The answer, I think, is attributable to one primary fact: I am gay, but I spent all of my life in the closet until a few years ago. I was married to a woman for over 20 years, and I have ten children. My former wife liked to cook and is pretty good at it, so I never bothered to learn to cook. Besides, I was too busy earning a living for my family.

Living in the closet not only hid my natural sexual orientation, it also buried a lot of my interests and natural inclinations. Coming out is, at least in part, about rediscovering who one truly is and allowing oneself to express personal interests without fear of being suspected of being gay. I decorated our house at Christmas for 20+ years (as did my dad, actually). I kept waiting for the whispers around the ward to start about Brother Broom's penchant for decorating.


About a year after I came out, I met a wonderful man who is now my husband. Mark has played a key role in my evolution as the closet gets further away in my rearview mirror. He has challenged me to do new things, things I never thought I could do. Such as becoming a cyclist who has now cycled thousands of miles in France, Germany, Switzerland, Italy and Corsica (not to mention in Utah, Colorado, California and Oregon) and picking up skiing after a 30-year hiatus.

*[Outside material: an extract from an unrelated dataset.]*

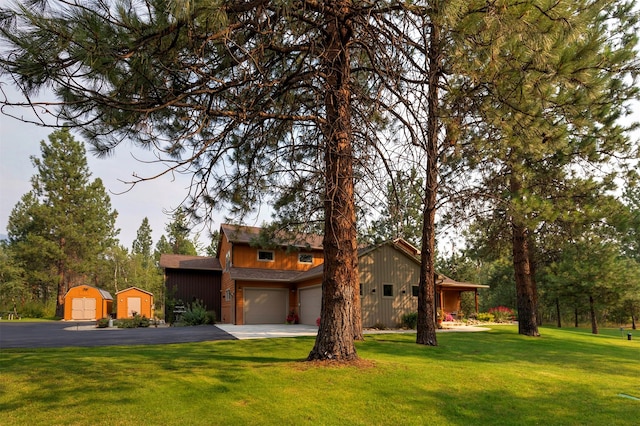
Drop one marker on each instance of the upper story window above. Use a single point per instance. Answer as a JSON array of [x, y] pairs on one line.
[[227, 261], [266, 256], [387, 290]]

During the last three years, I have also challenged myself to:
  • join a men’s choir after not singing for over 30 years
  • start several blogs, awakening a talent for writing that had been buried for over 30 years,
  • become a different and better father, and
  • live my life authentically.
Now, a new challenge: learning how to cook and to better appreciate food. Taking up this challenge requires me to analyze and reject (in some cases) previous perceptions of myself – both those created by me as well as those created by others. For many years, I told myself I couldn’t cook or didn’t like to cook. Others told me the same thing. Now, however, I am ready to reject labels applied by myself and others and to approach cooking and food in my own way, not someone else’s. 

The Creative Journey

So, I have issued myself a personal challenge. What about the blog? First, I love to write. Second, I needed the discipline that writing a blog provides in order to meet my challenge. And you know what?  I love feeling creative. It touches the part of me that was in the closet the longest.

I have no idea where this adventure will lead. But I’m certain it will be just that: an adventure. A creative one.